Förderverein

Häufige Fragen

Handelt es sich bei Musik in erweiterter Tonalität um „Vierteltonmusik“?

Nein. Musik in erweiterter Tonalität hat mit Bestrebungen Musik, bei denen der Halbton in Viertel-, Fünftel-, Sechstel-oder Zwölfteltöne aufgesplittert wird, nichts zu tun.
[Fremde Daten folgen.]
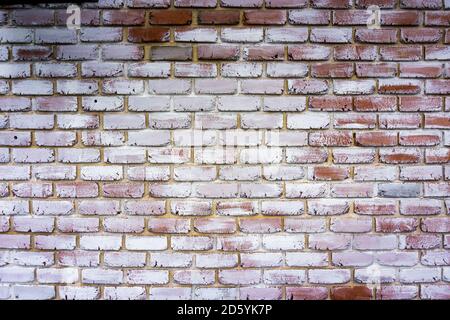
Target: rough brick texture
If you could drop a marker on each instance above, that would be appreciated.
(233, 149)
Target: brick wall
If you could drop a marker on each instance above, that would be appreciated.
(203, 149)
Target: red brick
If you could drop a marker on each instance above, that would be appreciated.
(275, 17)
(156, 34)
(227, 17)
(170, 17)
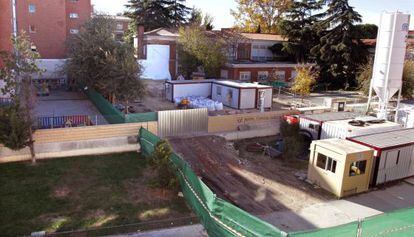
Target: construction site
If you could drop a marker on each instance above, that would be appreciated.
(252, 181)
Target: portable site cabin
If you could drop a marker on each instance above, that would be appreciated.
(174, 89)
(339, 166)
(241, 95)
(393, 156)
(356, 127)
(312, 123)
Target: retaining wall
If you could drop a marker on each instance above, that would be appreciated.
(64, 142)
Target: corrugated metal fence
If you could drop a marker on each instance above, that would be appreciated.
(179, 122)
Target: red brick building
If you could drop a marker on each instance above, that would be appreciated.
(6, 27)
(249, 59)
(49, 23)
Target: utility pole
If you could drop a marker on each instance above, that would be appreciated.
(14, 17)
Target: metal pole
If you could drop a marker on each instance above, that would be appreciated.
(387, 75)
(369, 96)
(14, 18)
(398, 105)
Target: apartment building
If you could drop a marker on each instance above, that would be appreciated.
(122, 24)
(48, 23)
(249, 57)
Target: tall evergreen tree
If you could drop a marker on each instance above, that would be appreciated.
(338, 53)
(153, 14)
(298, 28)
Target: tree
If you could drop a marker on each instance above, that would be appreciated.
(337, 53)
(153, 14)
(303, 82)
(365, 75)
(200, 48)
(365, 31)
(292, 140)
(259, 15)
(298, 28)
(197, 18)
(16, 119)
(98, 61)
(161, 163)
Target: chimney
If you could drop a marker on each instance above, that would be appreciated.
(140, 43)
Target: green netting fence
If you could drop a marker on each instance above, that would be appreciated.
(110, 113)
(392, 224)
(113, 115)
(221, 218)
(141, 117)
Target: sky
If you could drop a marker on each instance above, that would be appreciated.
(220, 9)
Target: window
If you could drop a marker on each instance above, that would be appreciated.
(219, 90)
(74, 31)
(280, 75)
(245, 76)
(32, 8)
(326, 163)
(243, 51)
(262, 75)
(119, 37)
(73, 15)
(357, 168)
(32, 29)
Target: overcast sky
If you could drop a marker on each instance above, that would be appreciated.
(220, 9)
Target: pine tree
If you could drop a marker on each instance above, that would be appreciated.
(153, 14)
(298, 28)
(338, 53)
(16, 122)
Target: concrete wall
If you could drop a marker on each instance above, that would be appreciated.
(64, 142)
(51, 68)
(236, 122)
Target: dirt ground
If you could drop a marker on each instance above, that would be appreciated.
(252, 181)
(154, 99)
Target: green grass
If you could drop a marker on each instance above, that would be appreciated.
(82, 192)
Bei mikrotonalen Bestrebungen wird die Erweiterung des Tonsystems als gesteigerte Expressivität verstanden, bei der Musik in erweiterter Tonalität geht es um das objektive Erlauschen von Ur-Intervallen, die einerseits in der Gesetzmässigkeit der physikalischen Naturtonreihe veranlagt sind, andererseits das Geheimnis der seelisch-geistigen Entwicklung des Menschen in sich bergen.(Siehe: „Tonsysteme als Spiegel der menschlichen Bewusstseinsentwicklung“)
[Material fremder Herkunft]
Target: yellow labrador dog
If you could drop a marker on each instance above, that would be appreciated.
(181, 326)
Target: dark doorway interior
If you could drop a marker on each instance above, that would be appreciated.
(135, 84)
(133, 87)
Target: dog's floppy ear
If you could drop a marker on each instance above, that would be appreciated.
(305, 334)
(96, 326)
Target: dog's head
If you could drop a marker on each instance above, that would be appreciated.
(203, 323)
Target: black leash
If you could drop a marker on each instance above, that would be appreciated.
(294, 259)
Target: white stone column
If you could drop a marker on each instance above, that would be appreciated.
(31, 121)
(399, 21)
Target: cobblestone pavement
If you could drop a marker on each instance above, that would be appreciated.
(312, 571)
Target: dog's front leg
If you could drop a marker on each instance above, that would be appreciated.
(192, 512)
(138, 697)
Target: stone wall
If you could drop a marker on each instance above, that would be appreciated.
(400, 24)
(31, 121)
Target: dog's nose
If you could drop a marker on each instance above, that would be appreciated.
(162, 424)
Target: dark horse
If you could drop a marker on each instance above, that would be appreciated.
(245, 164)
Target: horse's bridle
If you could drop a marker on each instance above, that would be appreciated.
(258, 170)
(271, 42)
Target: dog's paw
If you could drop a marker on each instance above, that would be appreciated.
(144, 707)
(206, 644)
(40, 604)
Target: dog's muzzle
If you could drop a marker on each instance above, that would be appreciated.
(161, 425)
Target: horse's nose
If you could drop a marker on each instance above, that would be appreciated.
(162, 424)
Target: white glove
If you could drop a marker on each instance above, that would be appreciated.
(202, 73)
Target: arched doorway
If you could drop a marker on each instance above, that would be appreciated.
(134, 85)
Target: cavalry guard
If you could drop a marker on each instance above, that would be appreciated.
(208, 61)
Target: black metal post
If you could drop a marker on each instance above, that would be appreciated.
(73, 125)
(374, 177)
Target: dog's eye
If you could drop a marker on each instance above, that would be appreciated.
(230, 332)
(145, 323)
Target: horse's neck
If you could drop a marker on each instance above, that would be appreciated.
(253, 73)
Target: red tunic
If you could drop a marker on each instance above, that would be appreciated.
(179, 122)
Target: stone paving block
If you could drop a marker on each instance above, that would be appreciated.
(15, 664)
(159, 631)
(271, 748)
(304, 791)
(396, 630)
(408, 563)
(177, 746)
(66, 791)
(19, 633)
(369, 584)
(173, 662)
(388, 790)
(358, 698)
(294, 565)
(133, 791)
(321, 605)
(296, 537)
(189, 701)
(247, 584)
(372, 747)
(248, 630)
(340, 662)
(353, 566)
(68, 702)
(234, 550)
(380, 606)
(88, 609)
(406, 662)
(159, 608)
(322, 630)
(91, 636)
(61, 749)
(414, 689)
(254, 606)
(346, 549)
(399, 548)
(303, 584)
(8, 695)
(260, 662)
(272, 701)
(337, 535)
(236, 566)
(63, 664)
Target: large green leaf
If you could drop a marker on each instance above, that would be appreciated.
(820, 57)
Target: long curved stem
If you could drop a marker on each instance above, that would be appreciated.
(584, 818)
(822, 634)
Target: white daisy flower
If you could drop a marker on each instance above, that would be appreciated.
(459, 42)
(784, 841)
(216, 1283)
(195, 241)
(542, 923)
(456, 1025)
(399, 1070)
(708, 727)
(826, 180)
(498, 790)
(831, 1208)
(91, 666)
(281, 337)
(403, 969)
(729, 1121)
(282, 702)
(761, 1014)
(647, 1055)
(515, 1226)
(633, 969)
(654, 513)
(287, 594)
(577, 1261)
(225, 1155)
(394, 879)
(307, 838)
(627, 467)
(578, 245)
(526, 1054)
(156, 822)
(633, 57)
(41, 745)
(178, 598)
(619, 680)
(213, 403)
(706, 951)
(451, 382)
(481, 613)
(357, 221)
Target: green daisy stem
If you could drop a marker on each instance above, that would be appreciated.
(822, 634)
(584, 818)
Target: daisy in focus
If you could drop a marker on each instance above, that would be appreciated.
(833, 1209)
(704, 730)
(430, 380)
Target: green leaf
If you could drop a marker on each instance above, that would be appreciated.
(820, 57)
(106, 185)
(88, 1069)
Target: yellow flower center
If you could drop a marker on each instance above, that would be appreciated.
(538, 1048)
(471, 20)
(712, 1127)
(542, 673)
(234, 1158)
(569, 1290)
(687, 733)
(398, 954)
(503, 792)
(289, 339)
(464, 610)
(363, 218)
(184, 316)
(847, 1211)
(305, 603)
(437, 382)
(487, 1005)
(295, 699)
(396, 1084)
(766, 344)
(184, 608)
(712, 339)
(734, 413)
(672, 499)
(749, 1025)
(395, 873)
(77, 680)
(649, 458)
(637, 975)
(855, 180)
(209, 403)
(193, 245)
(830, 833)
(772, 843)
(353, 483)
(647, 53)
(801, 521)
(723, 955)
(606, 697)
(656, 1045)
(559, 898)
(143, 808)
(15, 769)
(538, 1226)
Wozu dann Klaviaturen mit 24 „Viertelton-Tasten“ pro Oktave auf den neu entwickelten Klavichorden, Cembali, Orgel, Multi-Tuning-Akkordeon etc.?

Die Aufteilung der Oktave in vierundzwanzig Stufen hat sich in der Praxis bewährt als ein „Raster“, der fein genug ist, einerseits die Intervallqualitäten (Naturquart, -sext und – septim) auch in sanft temperierter Form zu erkennen und andererseits auch enharmonisch verwandelbar zu machen.

Wie notiert man die differenzierten Töne?

Musik in erweiterter Tonalität bedient sich weitgehend der herkömmlichen Notation mit ihren Versetzungszeichen (Kreuz, Be und Auflösungszeichen). Zusätzlich werden folgende bereits von Tartini und Fokker gebrauchten Versetzungszeichen verwendet.

Viertelton-Erhöhung
Dreiviertelton-Erhöhung
Viertelton-Erniedrigung
Dreiviertelton-Erniedrigung

Zu bemerken ist aber, dass diese Zeichen für Sänger und Melodie-Instrumentalisten nur als ungefähre Intonationshinweise gelten. Aus dem musikalischen Zusammenhang ist erkennbar, ob sich das Versetzungszeichen auf eine Naturseptim, -sext oder-quart bezieht und demgemäss vom exakten „Viertelton“ abweichend intoniert werden kann. Der Viertelton-Raster ist angebracht auf Tasteninstrumenten. Aber auch auf diesen sind – wie in historischer Musikpraxis – lebendige Modifikationen gebräuchlich.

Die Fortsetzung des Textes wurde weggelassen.